En la ciudad de Buenos Aires, recurrentemente surge el debate relacionado con el déficit de vivienda y la gran cantidad de inmuebles abandonados o sin uso que existen en ella. Esta discusión se complica cuando se apela a posturas ideológicas que llevan el tema por el lado de la expropiación o el de promover que el Estado resuelva cuestiones que debería hacer el mercado. Ni hablar cuando se plantea integrar a la vida de la ciudad, a personas que habitan en barrios marginados o villas.

Según estudios realizados a partir de la propia información suministrada por el Gob. De la Ciudad de Buenos Aires, mediante su portal de datos abiertos (aunque algo desactualizado),  existen actualmente alrededor de 2100 viviendas o edificios abandonados en la ciudad. 

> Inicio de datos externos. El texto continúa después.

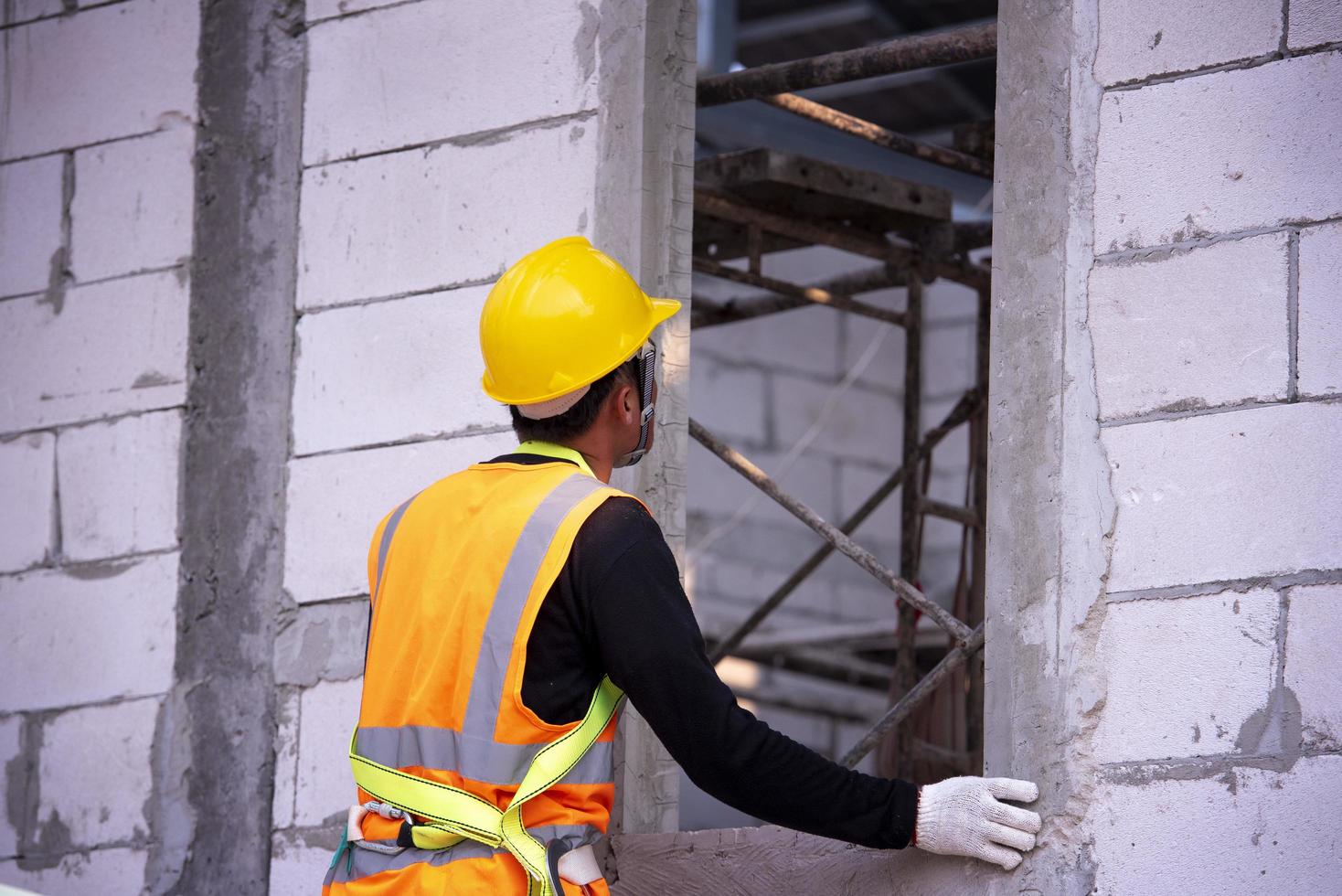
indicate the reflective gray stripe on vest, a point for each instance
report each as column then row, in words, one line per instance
column 393, row 520
column 475, row 758
column 367, row 863
column 524, row 565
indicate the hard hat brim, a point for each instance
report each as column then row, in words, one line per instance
column 663, row 309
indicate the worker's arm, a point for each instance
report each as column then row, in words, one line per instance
column 651, row 646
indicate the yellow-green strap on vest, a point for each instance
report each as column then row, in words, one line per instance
column 550, row 450
column 455, row 815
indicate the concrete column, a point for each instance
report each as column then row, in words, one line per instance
column 644, row 212
column 212, row 777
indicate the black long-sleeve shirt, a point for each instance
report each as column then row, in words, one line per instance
column 618, row 609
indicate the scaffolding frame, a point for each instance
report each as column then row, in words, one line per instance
column 911, row 263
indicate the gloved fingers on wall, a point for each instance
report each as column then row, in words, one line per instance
column 1008, row 859
column 1009, row 836
column 1014, row 817
column 1012, row 789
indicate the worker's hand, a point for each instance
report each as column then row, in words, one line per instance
column 964, row 817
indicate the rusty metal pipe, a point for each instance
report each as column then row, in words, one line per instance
column 819, row 112
column 915, row 695
column 851, row 549
column 964, row 408
column 804, row 293
column 900, row 54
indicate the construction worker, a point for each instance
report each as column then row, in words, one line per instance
column 514, row 601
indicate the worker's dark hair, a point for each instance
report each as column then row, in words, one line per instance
column 580, row 417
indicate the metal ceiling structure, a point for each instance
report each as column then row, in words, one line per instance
column 769, row 197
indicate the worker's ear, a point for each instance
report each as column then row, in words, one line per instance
column 627, row 401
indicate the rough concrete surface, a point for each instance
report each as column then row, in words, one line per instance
column 219, row 720
column 1219, row 153
column 27, row 491
column 1143, row 37
column 1210, row 498
column 1049, row 503
column 134, row 70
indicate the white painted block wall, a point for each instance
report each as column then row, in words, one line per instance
column 426, row 173
column 1213, row 309
column 97, row 148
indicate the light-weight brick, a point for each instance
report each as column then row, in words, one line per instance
column 94, row 772
column 327, row 712
column 1219, row 153
column 109, row 347
column 91, row 634
column 1193, row 330
column 101, row 872
column 1319, row 347
column 729, row 401
column 383, row 80
column 11, row 747
column 390, row 370
column 860, row 424
column 297, row 865
column 286, row 760
column 1313, row 659
column 1314, row 23
column 31, row 200
column 1143, row 37
column 320, row 10
column 418, row 220
column 1184, row 675
column 803, row 339
column 323, row 643
column 133, row 206
column 1226, row 496
column 1243, row 832
column 336, row 502
column 136, row 69
column 27, row 493
column 118, row 485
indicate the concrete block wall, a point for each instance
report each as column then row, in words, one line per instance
column 97, row 146
column 1165, row 341
column 764, row 385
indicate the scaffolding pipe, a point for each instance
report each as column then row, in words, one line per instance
column 819, row 112
column 708, row 313
column 911, row 596
column 915, row 695
column 891, row 57
column 968, row 405
column 800, row 229
column 804, row 293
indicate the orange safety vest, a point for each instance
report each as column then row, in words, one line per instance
column 456, row 576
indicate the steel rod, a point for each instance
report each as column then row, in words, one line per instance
column 911, row 520
column 920, row 692
column 963, row 516
column 814, row 635
column 802, row 229
column 706, row 313
column 805, row 293
column 900, row 54
column 851, row 549
column 819, row 112
column 966, row 405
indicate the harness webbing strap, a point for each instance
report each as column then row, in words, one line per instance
column 455, row 815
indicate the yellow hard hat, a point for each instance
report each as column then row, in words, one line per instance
column 561, row 318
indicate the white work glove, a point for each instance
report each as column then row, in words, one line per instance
column 964, row 817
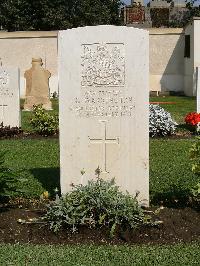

Segú información, también propia del GCBA, aproximadamente el 3,9% de las viviendas de la ciudad son precarias o están alojadas en villas. El déficit habitacional, entre viviendas precarias y condiciones de hacinamiento, hace que entre un 15 y un 20% de los habitantes de la ciudad, viva en condiciones inadecuadas.

Ahora, si sacamos el manto ideológico, no es para nada descartable la idea. Aun, la cuestión ideológica, requiere también una segunda mirada cuando vemos el caso de la ciudad de Viena, una de las ciudades con mayor poder adquisitivo y calidad de vida en el mundo, según refieren diversos índices y rankings que, como decíamos, cuenta con 25% de vivienda pública.

Resulta curioso, más allá de esta idea de reutilizar las casas abandonadas para paliar el déficit habitacional, que miradas ideológicas anacrónicas impidan avanzar en soluciones innovadoras para cuestiones tan básicas como la de la vivienda. La innovación pública comienza justamente sacudiéndose los pre conceptos.

En materia de vivienda, y urbanística, la post pandemia nos está mostrando verdaderos desafíos, que requieren esfuerzos innovadores y donde la innovación pública debe traducirse  más allá de los discursos, en acciones concretas. Eso es inteligencia.